С подражания жизни начался театр. Внимание акте­ра, автора во все времена театра устремлено было всег­да именно на эту сторону. В первую очередь — на эту сторону. Это рождало множество вопросов: какой жиз­ненный материал достоин драматической обработки, а какой считается низменным? Какой дышит правдой, а ка­кой неубедителен? В какой мере театр должен захваты­вать жизненные краски для того, чтобы оставаться теат­ром, а не романом или повестью? Что такое психологизм, натурализм и другие «измы»?

Попробуем разобраться в том, с чем мы встречаемся на каждом шагу в репетициях, в подготовительной рабо­те. Во-первых: резкое различие между жизненным и жи­тейским. Во-вторых: это житейское надо понимать не как бытовое. Говорю так вовсе не из желания обесценить этот материал. Быт, если его брать как главнейшую задачу, конечно, приводит к так называемому натурализму, то есть к изображению жизни без социального подхода. Но быт во все времена был, по-моему, есть и будет одной из привлекательнейших сторон в искусстве. Я даже плохо себе представляю, как можно получить полноценное ра­достное впечатление от театра без того, чтобы со сцены не веяло тем, что называется бытом. И всякий из нас легко припомнит множество театральных впечатлений, где нас радовало меткое актерское использование быто­вых черточек. Такой театр, как Театр сатиры, можно ска­зать безошибочно, только и держится именно на этом метком, ловком, умном охватывании житейских мелочей. И пренебрежительно относиться к этому, гордо оттал­кивать— вовсе не значит быть на высоте искусства. Но когда драматург, театр, актер на этом и останавливают­ся, ограничиваются той художественной радостью, ко­торую они приносят, изображая быт,— это, конечно, зна­чит, что они снижают значение театра до бесполезности, до пустой забавы. Жизненное содержит в себе житейское только как неисчерпаемое богатство подробностей, как частичные краски, которые помогают приблизить важ-

нейшее содержание к зрителю, придать важному больше убедительности. Жизненное можно было бы лучше всего определить как правду, человеческую правду. Отсюда психология, психофизика, бури человеческих страстей, столкновения этих страстей в сюжете, содержащем дра­матический конфликт. Следовательно, это область, боль­ше всего захватывавшая великих драматургов, поэтов всех стран и веков, начиная с древнейшей драматургии две тысячи лет тому назад. И так как эта область совер­шенно неисчерпаема, и так как она является основой всей жизни, всех гражданских, семейных, общественных взаимоотношений, то понятны и вечные споры о том, что такое настоящая жизненная правда.

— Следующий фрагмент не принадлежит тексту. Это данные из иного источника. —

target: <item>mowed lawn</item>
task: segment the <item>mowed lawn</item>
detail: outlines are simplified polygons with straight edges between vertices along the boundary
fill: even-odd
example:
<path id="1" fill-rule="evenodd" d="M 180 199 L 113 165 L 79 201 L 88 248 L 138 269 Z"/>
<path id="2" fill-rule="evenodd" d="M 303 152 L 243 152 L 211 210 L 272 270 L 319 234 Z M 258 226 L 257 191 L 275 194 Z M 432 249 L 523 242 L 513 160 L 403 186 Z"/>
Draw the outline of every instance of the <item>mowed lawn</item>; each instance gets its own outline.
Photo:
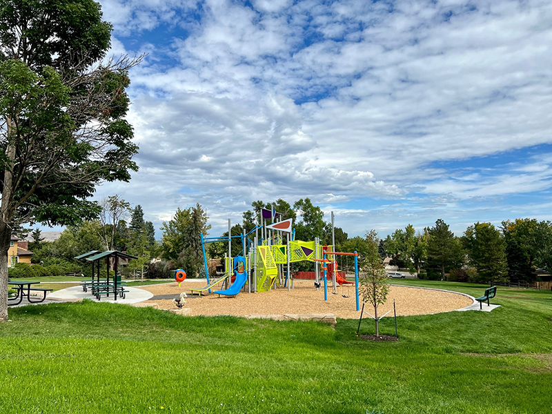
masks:
<path id="1" fill-rule="evenodd" d="M 493 302 L 502 306 L 490 313 L 397 318 L 395 342 L 357 338 L 355 320 L 186 317 L 91 301 L 10 308 L 0 413 L 551 412 L 552 292 L 499 287 Z M 382 331 L 394 333 L 393 319 Z"/>

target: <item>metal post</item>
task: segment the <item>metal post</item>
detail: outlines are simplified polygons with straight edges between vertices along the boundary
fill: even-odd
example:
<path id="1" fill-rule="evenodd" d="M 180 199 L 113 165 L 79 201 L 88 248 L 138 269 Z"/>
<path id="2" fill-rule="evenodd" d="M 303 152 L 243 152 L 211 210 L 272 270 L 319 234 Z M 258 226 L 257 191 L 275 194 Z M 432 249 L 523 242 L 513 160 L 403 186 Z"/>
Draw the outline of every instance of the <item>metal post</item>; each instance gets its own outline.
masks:
<path id="1" fill-rule="evenodd" d="M 399 334 L 397 333 L 397 309 L 395 308 L 395 299 L 393 299 L 393 313 L 395 315 L 395 336 L 399 337 Z"/>
<path id="2" fill-rule="evenodd" d="M 291 265 L 290 264 L 290 257 L 289 257 L 289 233 L 288 233 L 288 243 L 287 247 L 286 248 L 286 255 L 288 257 L 288 292 L 289 292 L 290 289 L 291 288 Z"/>
<path id="3" fill-rule="evenodd" d="M 337 252 L 337 249 L 335 248 L 335 233 L 333 231 L 333 211 L 332 211 L 332 246 L 333 246 L 332 248 L 333 249 L 333 251 L 334 252 Z M 332 272 L 332 284 L 333 286 L 333 290 L 334 291 L 335 291 L 335 289 L 337 288 L 336 281 L 335 281 L 335 271 L 336 271 L 335 265 L 337 263 L 337 261 L 335 260 L 335 255 L 332 255 L 332 257 L 333 257 L 333 263 L 332 264 L 332 268 L 333 269 L 333 272 Z M 345 274 L 345 276 L 346 277 L 346 273 Z"/>
<path id="4" fill-rule="evenodd" d="M 117 260 L 117 252 L 115 252 L 115 265 L 113 266 L 113 268 L 114 268 L 114 269 L 115 269 L 115 275 L 113 277 L 113 280 L 114 280 L 114 281 L 115 281 L 115 293 L 113 293 L 113 295 L 114 295 L 114 296 L 115 297 L 115 300 L 117 300 L 117 262 L 119 262 L 119 260 Z M 108 290 L 109 290 L 109 288 L 108 288 Z"/>
<path id="5" fill-rule="evenodd" d="M 255 230 L 255 241 L 253 243 L 253 292 L 257 292 L 257 247 L 259 246 L 259 239 L 257 237 L 257 229 Z"/>
<path id="6" fill-rule="evenodd" d="M 355 295 L 357 297 L 357 310 L 359 310 L 358 303 L 358 253 L 355 251 Z M 362 307 L 364 307 L 364 302 Z"/>
<path id="7" fill-rule="evenodd" d="M 326 253 L 324 252 L 324 255 L 322 255 L 322 259 L 326 260 Z M 322 268 L 324 269 L 324 299 L 325 301 L 328 300 L 328 286 L 327 281 L 326 281 L 326 272 L 328 271 L 328 264 L 326 262 L 322 262 Z"/>
<path id="8" fill-rule="evenodd" d="M 226 271 L 228 273 L 228 287 L 232 286 L 232 270 L 234 268 L 234 264 L 232 261 L 232 226 L 230 225 L 230 219 L 228 219 L 228 268 Z"/>
<path id="9" fill-rule="evenodd" d="M 205 265 L 205 277 L 207 278 L 207 284 L 208 285 L 210 282 L 209 282 L 209 266 L 207 266 L 207 255 L 205 254 L 205 241 L 203 239 L 203 233 L 200 233 L 201 235 L 201 250 L 203 250 L 203 261 L 204 264 Z M 211 293 L 211 290 L 208 290 L 209 293 Z"/>
<path id="10" fill-rule="evenodd" d="M 241 250 L 244 252 L 244 257 L 246 257 L 247 255 L 246 254 L 246 229 L 244 228 L 244 234 L 241 236 Z"/>
<path id="11" fill-rule="evenodd" d="M 108 270 L 107 282 L 106 283 L 106 284 L 108 286 L 107 295 L 108 297 L 109 297 L 109 256 L 106 257 L 106 268 Z"/>
<path id="12" fill-rule="evenodd" d="M 315 237 L 315 259 L 319 259 L 318 257 L 318 248 L 320 244 L 320 239 Z M 320 269 L 318 267 L 318 262 L 315 262 L 315 280 L 316 281 L 316 290 L 320 288 Z"/>

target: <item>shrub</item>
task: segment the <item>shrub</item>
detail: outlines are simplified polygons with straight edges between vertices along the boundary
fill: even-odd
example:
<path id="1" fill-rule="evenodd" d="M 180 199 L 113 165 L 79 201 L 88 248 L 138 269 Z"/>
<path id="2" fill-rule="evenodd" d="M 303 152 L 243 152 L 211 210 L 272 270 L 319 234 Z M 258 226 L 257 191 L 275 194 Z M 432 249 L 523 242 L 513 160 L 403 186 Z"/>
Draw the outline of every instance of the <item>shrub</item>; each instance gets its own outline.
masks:
<path id="1" fill-rule="evenodd" d="M 464 268 L 453 269 L 446 279 L 449 282 L 468 282 L 468 272 Z"/>

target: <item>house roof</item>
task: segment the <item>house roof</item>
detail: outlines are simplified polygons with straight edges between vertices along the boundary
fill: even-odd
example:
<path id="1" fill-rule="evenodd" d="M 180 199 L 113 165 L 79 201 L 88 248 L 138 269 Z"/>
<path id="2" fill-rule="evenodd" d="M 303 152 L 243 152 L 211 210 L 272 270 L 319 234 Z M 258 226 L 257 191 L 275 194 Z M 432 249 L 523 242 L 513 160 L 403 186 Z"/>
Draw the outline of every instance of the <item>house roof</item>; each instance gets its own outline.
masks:
<path id="1" fill-rule="evenodd" d="M 32 252 L 30 252 L 29 250 L 26 250 L 24 248 L 21 248 L 20 247 L 17 248 L 17 255 L 18 256 L 32 256 L 34 255 Z"/>

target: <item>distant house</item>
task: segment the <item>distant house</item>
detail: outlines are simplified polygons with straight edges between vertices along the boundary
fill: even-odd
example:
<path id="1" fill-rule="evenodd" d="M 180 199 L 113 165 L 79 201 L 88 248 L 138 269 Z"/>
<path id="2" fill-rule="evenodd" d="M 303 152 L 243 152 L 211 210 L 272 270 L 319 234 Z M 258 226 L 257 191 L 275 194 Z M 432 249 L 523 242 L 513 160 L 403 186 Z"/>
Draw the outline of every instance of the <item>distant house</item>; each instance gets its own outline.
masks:
<path id="1" fill-rule="evenodd" d="M 8 250 L 8 262 L 10 264 L 10 267 L 14 266 L 16 263 L 30 264 L 30 257 L 34 253 L 27 250 L 28 248 L 28 241 L 12 236 L 10 240 L 10 249 Z"/>

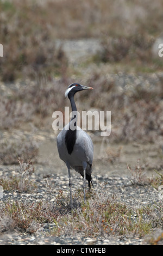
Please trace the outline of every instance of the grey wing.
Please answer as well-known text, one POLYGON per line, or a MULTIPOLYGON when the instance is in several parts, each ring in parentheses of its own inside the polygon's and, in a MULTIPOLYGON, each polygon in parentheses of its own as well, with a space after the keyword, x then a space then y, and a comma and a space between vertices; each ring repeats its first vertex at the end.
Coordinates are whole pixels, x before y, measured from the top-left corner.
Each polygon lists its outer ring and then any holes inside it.
POLYGON ((80 156, 83 161, 92 164, 93 158, 93 144, 90 137, 83 130, 77 130, 76 145, 81 148, 80 156))

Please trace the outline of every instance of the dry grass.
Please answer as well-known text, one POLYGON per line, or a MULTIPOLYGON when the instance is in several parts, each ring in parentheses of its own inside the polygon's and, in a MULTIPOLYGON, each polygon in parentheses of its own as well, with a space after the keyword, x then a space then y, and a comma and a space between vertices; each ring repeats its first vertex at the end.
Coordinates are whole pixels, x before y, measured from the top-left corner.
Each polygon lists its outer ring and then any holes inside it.
MULTIPOLYGON (((107 237, 116 235, 142 237, 152 230, 152 223, 153 225, 155 222, 159 225, 155 215, 154 219, 154 209, 152 206, 131 209, 118 202, 115 196, 108 197, 102 192, 99 194, 95 192, 91 197, 87 195, 85 204, 82 194, 83 192, 78 191, 75 195, 78 204, 75 203, 76 208, 71 214, 66 203, 69 197, 68 198, 62 191, 53 203, 43 200, 32 204, 6 202, 0 209, 0 231, 3 233, 18 229, 36 234, 43 232, 45 223, 53 223, 54 228, 49 234, 51 236, 80 234, 83 237, 100 235, 107 237)), ((162 214, 161 210, 160 211, 162 214)))
POLYGON ((3 190, 12 191, 17 190, 20 192, 31 191, 35 188, 34 184, 30 179, 30 176, 34 172, 34 163, 28 160, 24 162, 23 159, 18 157, 19 164, 18 174, 10 175, 8 178, 1 178, 0 185, 3 190))

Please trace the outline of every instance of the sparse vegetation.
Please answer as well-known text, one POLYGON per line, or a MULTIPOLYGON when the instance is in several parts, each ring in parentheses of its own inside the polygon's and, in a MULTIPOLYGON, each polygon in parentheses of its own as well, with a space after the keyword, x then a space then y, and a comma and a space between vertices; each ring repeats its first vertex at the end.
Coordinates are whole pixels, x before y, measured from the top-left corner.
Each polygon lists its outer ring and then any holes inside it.
POLYGON ((28 160, 24 162, 23 159, 18 159, 19 168, 17 174, 11 174, 9 177, 0 178, 0 185, 7 191, 17 190, 20 192, 32 190, 35 186, 30 179, 34 172, 34 163, 28 160))
MULTIPOLYGON (((54 193, 52 201, 43 197, 27 202, 23 197, 38 192, 37 181, 32 177, 39 152, 30 133, 45 129, 55 137, 50 118, 55 111, 64 112, 65 89, 77 80, 94 88, 89 99, 84 92, 81 94, 79 111, 80 106, 82 110, 111 111, 110 144, 102 162, 121 164, 121 145, 114 150, 111 143, 151 143, 158 150, 163 136, 162 61, 152 56, 152 51, 162 31, 162 4, 161 0, 156 3, 86 0, 78 4, 75 0, 1 1, 4 56, 0 58, 0 163, 2 168, 15 164, 15 171, 0 177, 0 186, 8 198, 1 200, 0 234, 17 230, 58 237, 148 235, 148 243, 162 244, 161 201, 135 207, 115 194, 109 196, 101 187, 100 192, 87 193, 84 204, 79 189, 70 213, 69 195, 61 189, 54 193), (56 44, 58 39, 90 38, 99 39, 101 50, 72 64, 62 45, 56 44), (14 137, 14 129, 28 130, 27 139, 22 135, 14 137), (18 193, 20 200, 11 200, 10 193, 18 193), (48 232, 45 224, 53 227, 48 232)), ((159 154, 162 160, 162 151, 159 154)), ((144 174, 146 167, 139 160, 135 167, 128 164, 128 169, 134 185, 147 186, 147 191, 150 186, 158 190, 163 184, 162 166, 159 163, 157 176, 152 179, 144 174)), ((50 186, 43 188, 45 193, 54 192, 50 186)))

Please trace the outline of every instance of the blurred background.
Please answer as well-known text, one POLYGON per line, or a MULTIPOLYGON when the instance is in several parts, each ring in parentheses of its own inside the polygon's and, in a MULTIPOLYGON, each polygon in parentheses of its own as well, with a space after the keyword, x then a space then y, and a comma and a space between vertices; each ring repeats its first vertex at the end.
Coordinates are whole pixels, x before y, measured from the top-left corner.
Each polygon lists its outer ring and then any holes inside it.
POLYGON ((52 113, 64 114, 65 91, 78 82, 94 88, 76 95, 79 112, 111 112, 109 136, 88 131, 93 174, 128 175, 138 159, 161 171, 162 9, 161 0, 1 0, 1 168, 20 156, 67 174, 52 113))

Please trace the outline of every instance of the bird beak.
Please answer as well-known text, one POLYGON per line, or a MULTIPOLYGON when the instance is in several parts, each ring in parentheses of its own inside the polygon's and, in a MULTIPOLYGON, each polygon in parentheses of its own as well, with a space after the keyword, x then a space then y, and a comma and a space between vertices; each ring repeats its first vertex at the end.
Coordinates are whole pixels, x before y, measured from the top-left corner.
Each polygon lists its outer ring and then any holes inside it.
POLYGON ((87 86, 82 86, 83 89, 85 90, 86 89, 93 89, 92 87, 87 87, 87 86))

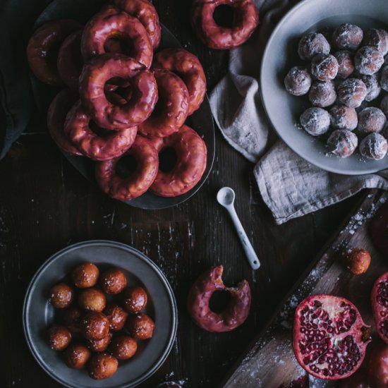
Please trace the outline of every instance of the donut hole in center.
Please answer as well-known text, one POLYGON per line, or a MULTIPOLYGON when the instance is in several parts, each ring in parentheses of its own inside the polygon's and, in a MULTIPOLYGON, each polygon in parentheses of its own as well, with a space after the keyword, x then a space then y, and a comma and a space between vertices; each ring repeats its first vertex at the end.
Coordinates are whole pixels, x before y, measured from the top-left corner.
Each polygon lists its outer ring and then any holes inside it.
POLYGON ((135 57, 137 54, 133 40, 125 35, 115 32, 111 34, 104 43, 105 52, 123 54, 128 56, 135 57))
POLYGON ((92 120, 89 121, 89 128, 93 133, 95 133, 99 138, 107 138, 111 134, 112 131, 99 127, 92 120))
POLYGON ((220 4, 213 12, 213 19, 219 27, 231 28, 234 22, 234 8, 228 4, 220 4))
POLYGON ((120 178, 128 178, 136 171, 138 161, 132 155, 125 155, 116 164, 116 174, 120 178))
POLYGON ((159 169, 162 172, 171 171, 178 160, 176 151, 173 147, 164 147, 159 153, 159 169))
POLYGON ((218 290, 213 293, 209 301, 209 308, 213 313, 225 311, 231 302, 231 293, 226 290, 218 290))

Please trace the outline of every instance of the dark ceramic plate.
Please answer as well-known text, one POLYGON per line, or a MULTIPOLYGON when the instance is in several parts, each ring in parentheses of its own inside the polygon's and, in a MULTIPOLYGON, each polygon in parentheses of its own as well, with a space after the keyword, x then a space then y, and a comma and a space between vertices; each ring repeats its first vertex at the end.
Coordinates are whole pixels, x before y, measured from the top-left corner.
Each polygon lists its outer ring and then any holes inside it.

Московский Художественный театр очень усиленно обвиняли в так называемом психологизме — в том, что психология ставилась в его работах на самое первейшее место в ущерб не только социальности, но и театрально­сти. Может быть, в этих обвинениях была частица спра­ведливости. Но по временам некоторые нападки настоль­ко обострялись, что доводили почти до нуля необходи­мость психологии. Для меня лично без психологических импульсов, без психологических толчков нет театрально­го искусства. В какой мере надо психологией пользовать­ся— это уже зависит от вкуса, от гармонии всех частей.

На мой взгляд, этот вопрос стоит особенно остро в сце­ническом музыкальном искусстве, то есть в опере или в музыкальной драме. Оперное искусство, как оно еще су­ществует в громадном большинстве театров, по-моему, почти отвергает психологию. То есть, может быть, певцы, режиссеры, дирижеры и утверждают, что психология не­обходима для исполнителей, в особенности для певца, но в громадном большинстве случаев это только слова. На самом деле как только певец начинает проводить свое музыкальное и вокальное искусство, он очень быстро, может быть незаметно для себя, увлекается этой своей задачей, обращая все произносимое со сцены в фикции, лишенные психологического содержания.

Для меня никакая форма сценического искусства не имеет права отвергать область психологии, будет ли это художественный реализм, будет ли это нечто приближа­ющееся к символизму. За все сорок с лишним лет работы Художественного театра мне и Станиславскому приходи­лось сталкиваться непрерывно со всеми этими вопросами. У меня выработалась даже такая формула для спектак-

ля: не реалистическое направление, а реализм, отточен­ный до символа. Это, в сущности говоря, наиболее утон­ченное искусство. Но уже потому, что в зерне его есть реализм, оно заставляет еще больше искать и утверж­даться в психологической правде. К примеру, «Вишневый сад» Чехова — это, в конце концов, какая-то лирическая песня. Вещь написана- не стихами, и тем не менее язык исполнен грации, своего очень тонкого ритма. Язык не узко бытовой, не чисто прозаический. И люди не вульга-ризированно-бытовые, а как бы являющиеся символами целых плеяд. И тем не менее как произведение сцены «Вишневый сад» должен быть совершенно реальным. Люди должны быть совершенно живыми. Совершенно живыми — это значит: каждое их движение — ясное, про­стое, жизненное, даже житейское. Говорят они совершен­но просто, так, как говорят люди в жизни. Их вспышки, или слезы, или смех — все это дышит такой жизнен­ностью, какая окружает вас и всех купающихся в быту. И комната живая, очень правдивая, с потолком, с откры­вающимися и закрывающимися окнами и дверями, от­нюдь не картонными. И так далее. И, однако, все вместе взятое, все это житейское, реальное поднимает нас в ка­кую-то область, какой мы не встречали в нашей бытовой жизни, насыщено тем, что мы называем поэзией. Все это заражено поэтическим настроением, поэтическим подъе­мом автора.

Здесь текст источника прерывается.